N° RG 25/03963 – N° Portalis DBX2-W-B7J-K654
EXPOSE DU LITIGE
Monsieur [P] [W] est propriétaire des lots n°2049, 2089, 2223 et 2238 constitués respectivement de deux appartements et de deux caves au sein de la [Adresse 5] à [Localité 4].
Constatant une carence dans le règlement des charges de copropriété, le Syndicat des copropriétaires de la [Adresse 5] représenté par son syndic la SASU CAMILLERI GESTION a, par acte en date du 09 avril 2025 assigné la SCI ILIAM devant le Tribunal Judiciaire de Nîmes, sur le fondement de la loi du 10 juillet 1965, du décret du 17 mars 1967, et de l’article 1343-2 du code civil, afin de :
DECLARER RECEVABLE ET BIEN FONDE EN SON PRINCIPE le syndicat des copropriétaires de l’immeuble [Adresse 5] prise en la personne de son syndic en exercice la SASU CAMILLERI GESTION, CONDAMNER Monsieur [P] [W] à payer au Syndicat des copropriétaires de l’Immeuble [Adresse 5] la somme de 4.273,89 euros au titre des charges échues avec intérêts au taux légal à compter du 29 novembre 2024,CONDAMNER Monsieur [P] [W] à payer au Syndicat des copropriétaires de l’Immeuble [Adresse 5] la somme de 3.660,24 euros au titre des charges à échoir avec intérêts au taux légal à compter de la décision à intervenir, ORDONNER la capitalisation des intérêts dès lors qu’ils seront dus pour une année entière,CONDAMNER Monsieur [P] [W] à payer au Syndicat des copropriétaires de l’Immeuble [Adresse 5] la somme de 1.304 euros au titre des frais déboursés pour obtenir le recouvrement des charges de copropriété, CONDAMNER Monsieur [P] [W] à payer au Syndicat des copropriétaires de l’Immeuble [Adresse 5] la somme de 1.500 euros à titre de dommages-intérêts pour résistance abusive,CONDAMNER Monsieur [P] [W] à payer au Syndicat des copropriétaires de l’Immeuble [Adresse 5] la somme de1.500 euros sur le fondement des dispositions de l’article 700 du code de procédure civile, ORDONNER L’exécution provisoire qui est de droit du jugement à intervenir,CONDAMNER Monsieur [P] [W] aux entiers dépens de procédure.
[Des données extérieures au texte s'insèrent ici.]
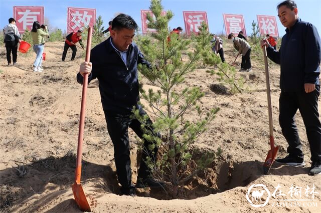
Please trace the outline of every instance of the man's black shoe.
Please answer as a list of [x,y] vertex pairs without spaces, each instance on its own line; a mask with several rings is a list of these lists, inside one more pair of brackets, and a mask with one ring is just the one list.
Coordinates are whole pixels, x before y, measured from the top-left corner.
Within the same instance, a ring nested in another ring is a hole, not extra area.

Il est fait renvoi aux écritures susvisées pour un plus ample exposé des éléments de la cause, des moyens et prétentions des parties, conformément aux dispositions de l’article 455 du code de procédure civile.
L’affaire a été retenue à l’audience en date du 25 septembre 2025.
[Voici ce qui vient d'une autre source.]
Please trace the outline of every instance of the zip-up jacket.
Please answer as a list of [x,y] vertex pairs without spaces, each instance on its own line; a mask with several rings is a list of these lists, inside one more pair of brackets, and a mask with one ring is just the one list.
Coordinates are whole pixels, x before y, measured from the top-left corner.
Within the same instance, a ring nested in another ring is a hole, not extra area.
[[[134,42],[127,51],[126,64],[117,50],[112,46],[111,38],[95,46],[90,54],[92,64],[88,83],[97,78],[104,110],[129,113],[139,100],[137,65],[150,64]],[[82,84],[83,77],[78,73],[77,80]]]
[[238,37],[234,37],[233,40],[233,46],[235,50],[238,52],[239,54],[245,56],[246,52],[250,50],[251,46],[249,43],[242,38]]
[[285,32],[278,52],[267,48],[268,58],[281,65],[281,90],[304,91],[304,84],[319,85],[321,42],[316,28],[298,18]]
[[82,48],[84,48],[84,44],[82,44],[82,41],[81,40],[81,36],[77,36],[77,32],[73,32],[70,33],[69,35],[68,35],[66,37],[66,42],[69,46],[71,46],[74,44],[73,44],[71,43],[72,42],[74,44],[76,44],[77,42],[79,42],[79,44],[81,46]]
Bien que régulièrement assigné à étude, conformément à l’article 656 du Code de procédure civile, Monsieur [P] [W] n’a pas constitué avocat. Dès lors, conformément à l’article 473 du Code de procédure civile, la présente décision, rendue en premier ressort, sera réputée contradictoire.
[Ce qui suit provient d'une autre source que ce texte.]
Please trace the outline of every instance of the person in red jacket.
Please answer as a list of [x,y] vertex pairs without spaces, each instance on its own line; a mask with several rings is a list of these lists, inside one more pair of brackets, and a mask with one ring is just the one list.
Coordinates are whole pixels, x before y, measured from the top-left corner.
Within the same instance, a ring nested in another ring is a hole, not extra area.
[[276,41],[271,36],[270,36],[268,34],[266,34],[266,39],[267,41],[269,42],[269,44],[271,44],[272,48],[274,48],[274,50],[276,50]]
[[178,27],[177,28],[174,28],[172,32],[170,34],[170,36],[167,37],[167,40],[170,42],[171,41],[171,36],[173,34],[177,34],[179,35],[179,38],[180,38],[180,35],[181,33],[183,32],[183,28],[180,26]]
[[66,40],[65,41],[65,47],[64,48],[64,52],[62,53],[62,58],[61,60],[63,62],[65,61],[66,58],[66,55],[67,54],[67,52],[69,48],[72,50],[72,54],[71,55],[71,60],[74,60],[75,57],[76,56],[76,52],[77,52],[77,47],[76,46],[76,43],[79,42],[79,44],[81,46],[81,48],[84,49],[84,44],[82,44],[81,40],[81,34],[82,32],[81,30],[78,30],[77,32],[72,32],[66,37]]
L’affaire a été mise en délibéré au 23 octobre 2025 par mise à disposition au greffe.
MOTIFS DE LA DECISION
Vu l’article 481-1 du code de procédure civile (décret n°2019-1419 du 20 décembre 2019) relatif à la procédure accélérée au fond,
Vu l’article 472 du code de procédure civile, selon lequel “si le défendeur ne comparait pas, il est néanmoins statué sur le fond. Le juge fait droit à la demande que dans la mesure où il l’estime régulière, recevable et bien fondée”.
A titre liminaire, il convient de constater que le syndicat des copropriétaires a, lors de l’audience du 25 septembre 2025 renoncé à sa demande tenant aux dommages et intérêts ainsi qu’à celle tenant à l’article 700 du code de procédure civile. Il n’y a donc plus lieu de statuer sur ces demandes qui deviennent sans objet.
Sur la demande en paiement des charges de copropriétéSelon l’article 19-2 de la loi n°65-557 du 10 juillet 1965, modifié par l’ordonnance n°2019-738 en date du 17 juillet 2019, “à défaut du versement à sa date d’exigibilité d’une provision due au titre de l’article 14-1 ou du I de l’article 14-2, et après mise en demeure restée infructueuse passé un délai de trente jours, les autres provisions non encore échues en application des mêmes articles 14-1 ou 14-2 ainsi que les sommes restant dues appelées au titre des exercices précédents après approbation des comptes deviennent immédiatement exigibles.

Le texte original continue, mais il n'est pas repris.